Abstract P126: Apoptosis Is Not Involved in the Mechanisms of Postresuscitation Myocardial Dysfunction in a Rat Model of Cardiac Arrest and CPR
Background: Postresuscitation myocardial dysfunction (PRMD) has been recognized as the main cause of early death after successful resuscitation from cardiac arrest. However, the mechanisms of PRMD remain controversial. Since myocyte apoptosis plays an important role in myocardial dysfunction following ischemia/reperfusion, it has also been proposed as a potential mechanism of PRMD. We therefore investigated the presence of apoptosis during either cardiac arrest/cardiopulmonary resuscitation (CPR) or myocardial ischemia/reperfusion and related it to the severity of postresuscitation myocardial dysfunction.

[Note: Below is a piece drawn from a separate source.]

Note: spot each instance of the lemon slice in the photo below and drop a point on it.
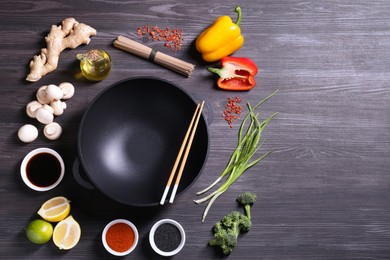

Methods: fifteen male Sprague-Dawley rats weighing 450 –550 g were randomized to:
8 min of untreated cardiac arrest followed by 6 min of CPR;
Left anterior descending coronary artery (LAD) occlusion for 45 min followed by 4 h of reperfusion; and
LAD sham occlusion group.
Postresuscitation and postreperfusion cardiac function measured by dP/dt 40 were continuously monitored for 4 hours. Animals were then euthanized and the hearts were harvested for TUNEL analysis.
Results: Myocardial function was significantly impaired after both resuscitation from cardiac arrest and reperfusion from LAD occlusion (P<0.01). There was no difference in percentage of apoptotic cells between CPR animals and sham operated animals. However, greater apoptosis (P<0.05) was observed in animals subjected to LAD occlusion.
Conclusion: Myocardial function was significantly impaired after both cardiac arrest/CPR and ischemia/reperfusion. However, apoptosis was not involved in the mechanism of postresuscitation myocardial dysfunction.